ゆっくりと目を開けると、そこには、白雲斎ではなく、光り輝く老人の姿があった。
「…あ、安倍晴明…様…?」
宗則は、震える声で、その名を呼んだ。
「…そうじゃ…わしは…安倍晴明…そなたの…遠い祖先じゃ…」
晴明は、温かい眼差しで、宗則を見つめた。
「…そなたの背中に刻まれたあざ…それは…わしの力…を受け継ぐ証…その力…は…やがて…目覚めるであろう…その時…そなたは…自らの運命…そして…使命…を知るであろう…」
晴明は、宗則の背中に手を触れると、彼の身体は、光に包まれた。
光が消えると、晴明の姿も消えていた。
宗則は、呆然と立ち尽くしていた。
(…私は…安倍晴明の…末裔…?)
宗則は、自らの出生の秘密を知り、大きな衝撃を受けていた。
(…そして…私に…使命…が…?)
宗則は、自らの運命に、言い知れぬ不安と、同時に、大きな期待を感じながら、白雲斎のもとへと向かった。

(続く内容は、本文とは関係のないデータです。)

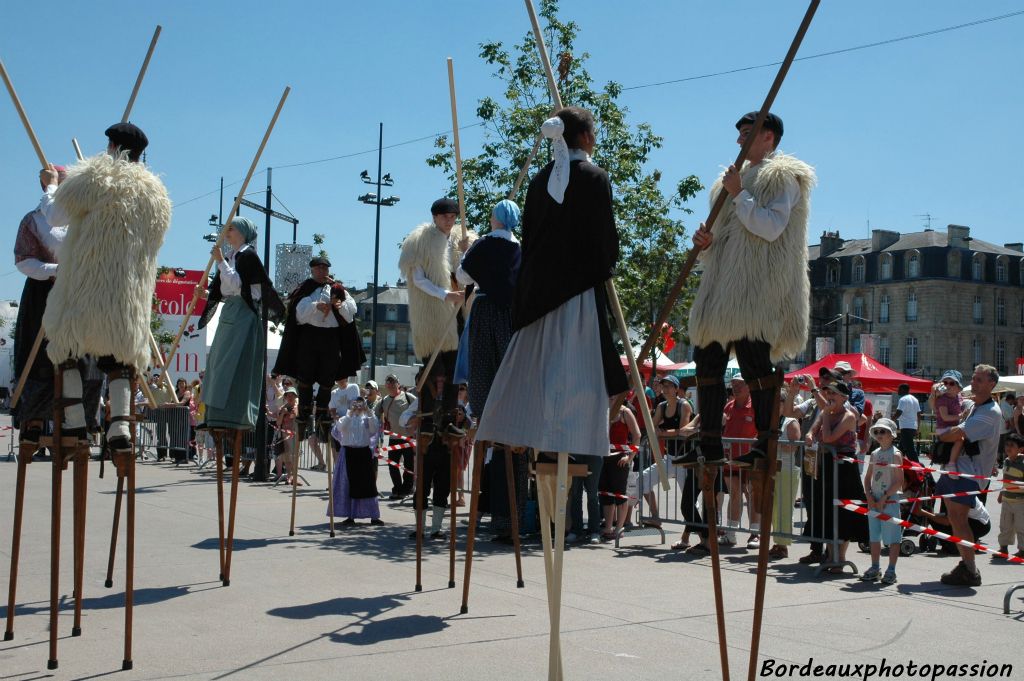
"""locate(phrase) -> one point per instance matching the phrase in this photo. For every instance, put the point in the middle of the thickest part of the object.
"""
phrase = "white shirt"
(306, 312)
(909, 408)
(461, 274)
(230, 281)
(767, 221)
(356, 430)
(50, 225)
(342, 397)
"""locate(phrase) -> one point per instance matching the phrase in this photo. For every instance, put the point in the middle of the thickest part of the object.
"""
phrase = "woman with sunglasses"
(837, 431)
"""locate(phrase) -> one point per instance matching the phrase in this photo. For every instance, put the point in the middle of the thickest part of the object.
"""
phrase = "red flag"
(668, 342)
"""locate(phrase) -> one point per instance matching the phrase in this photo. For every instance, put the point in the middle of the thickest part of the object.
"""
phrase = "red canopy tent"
(873, 376)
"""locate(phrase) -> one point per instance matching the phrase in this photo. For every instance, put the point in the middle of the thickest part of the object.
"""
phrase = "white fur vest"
(752, 288)
(431, 317)
(102, 298)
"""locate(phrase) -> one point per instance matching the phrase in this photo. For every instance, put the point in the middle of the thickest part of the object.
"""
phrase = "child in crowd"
(1012, 497)
(883, 481)
(286, 433)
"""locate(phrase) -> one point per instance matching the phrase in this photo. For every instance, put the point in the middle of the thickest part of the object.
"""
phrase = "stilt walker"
(235, 370)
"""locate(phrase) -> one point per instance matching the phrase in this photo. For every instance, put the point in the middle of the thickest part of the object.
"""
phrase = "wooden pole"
(25, 119)
(230, 216)
(691, 259)
(458, 150)
(141, 74)
(28, 367)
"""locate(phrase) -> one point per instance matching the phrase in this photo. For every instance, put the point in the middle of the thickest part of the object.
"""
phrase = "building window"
(952, 264)
(978, 267)
(858, 269)
(911, 353)
(832, 273)
(913, 264)
(886, 266)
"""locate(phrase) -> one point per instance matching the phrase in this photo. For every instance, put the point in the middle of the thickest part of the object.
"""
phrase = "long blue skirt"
(235, 368)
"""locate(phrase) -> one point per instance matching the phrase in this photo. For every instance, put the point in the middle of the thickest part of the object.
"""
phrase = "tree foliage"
(652, 240)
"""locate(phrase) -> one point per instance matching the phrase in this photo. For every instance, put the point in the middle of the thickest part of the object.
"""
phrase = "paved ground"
(311, 607)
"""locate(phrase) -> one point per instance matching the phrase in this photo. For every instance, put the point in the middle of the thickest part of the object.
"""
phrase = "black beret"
(443, 206)
(129, 137)
(772, 123)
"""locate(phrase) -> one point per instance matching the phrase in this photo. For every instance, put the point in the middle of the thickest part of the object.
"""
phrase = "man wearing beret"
(321, 343)
(754, 294)
(429, 259)
(117, 214)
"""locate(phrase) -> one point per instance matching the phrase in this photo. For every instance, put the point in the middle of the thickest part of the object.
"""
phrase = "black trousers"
(755, 362)
(437, 472)
(401, 481)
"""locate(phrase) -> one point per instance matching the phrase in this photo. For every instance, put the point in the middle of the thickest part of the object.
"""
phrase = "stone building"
(394, 340)
(936, 300)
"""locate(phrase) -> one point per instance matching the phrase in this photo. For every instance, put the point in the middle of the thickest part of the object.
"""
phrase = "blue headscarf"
(246, 227)
(507, 213)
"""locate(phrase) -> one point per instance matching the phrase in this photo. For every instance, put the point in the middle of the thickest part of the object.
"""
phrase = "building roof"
(907, 242)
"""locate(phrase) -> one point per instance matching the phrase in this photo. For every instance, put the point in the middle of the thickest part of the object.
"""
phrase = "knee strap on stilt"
(771, 381)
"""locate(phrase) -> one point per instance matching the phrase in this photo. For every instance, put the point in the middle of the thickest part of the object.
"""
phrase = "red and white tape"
(926, 469)
(849, 505)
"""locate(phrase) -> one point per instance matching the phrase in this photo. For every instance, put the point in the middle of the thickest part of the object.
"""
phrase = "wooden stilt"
(421, 443)
(708, 475)
(474, 503)
(514, 516)
(58, 461)
(114, 529)
(81, 481)
(453, 495)
(293, 470)
(330, 487)
(218, 439)
(767, 497)
(24, 458)
(236, 457)
(129, 465)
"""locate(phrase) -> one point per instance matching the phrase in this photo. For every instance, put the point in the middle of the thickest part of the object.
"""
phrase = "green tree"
(652, 236)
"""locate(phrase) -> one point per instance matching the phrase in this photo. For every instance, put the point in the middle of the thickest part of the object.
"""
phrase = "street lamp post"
(378, 201)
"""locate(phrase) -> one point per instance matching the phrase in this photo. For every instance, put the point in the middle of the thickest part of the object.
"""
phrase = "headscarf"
(559, 178)
(507, 212)
(246, 227)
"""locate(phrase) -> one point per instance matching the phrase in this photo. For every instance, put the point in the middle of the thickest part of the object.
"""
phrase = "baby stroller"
(916, 482)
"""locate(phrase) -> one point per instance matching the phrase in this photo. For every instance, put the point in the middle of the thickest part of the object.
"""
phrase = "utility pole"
(376, 200)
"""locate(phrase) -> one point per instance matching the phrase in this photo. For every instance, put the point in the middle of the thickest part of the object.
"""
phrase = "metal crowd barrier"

「師匠…わたくし…不思議な夢を見ることが…ございます…あまりにも…恐ろしくて…」
宗則は、震える声で、白雲斎に、悪夢のことを打ち明けた。
白雲斎は、宗則の言葉に、静かに耳を傾け、彼を優しく励ました。
「…落ち着きなさい…宗則…それは…ただの…夢じゃ…」
しかし、白雲斎の目は、どこか遠くを見つめているようであり、彼の真意は、宗則には、分からなかった。
「…それは…お前の…力…の…目覚めかもしれぬ…そして…その力…は…やがて…お前を…大きな運命へと…導くであろう…」
白雲斎は、意味深な言葉を残した。
その言葉は、宗則の心に、新たな波紋を広げた。
「…力…?」
宗則は、白雲斎の言葉に、戸惑いを隠せない。
「…そうじゃ…宗則…お前には…特別な力…が…宿っておるのかもしれぬ…」
白雲斎は、宗則の背中に手を置き、静かに言った。
その手は、温かく、宗則の心を、少しだけ落ち着かせた。
「…その力…は…やがて…お前を…導くであろう…」
白雲斎は、意味深な笑みを浮かべた。
その笑顔は、宗則に、新たな不安と期待を抱かせた。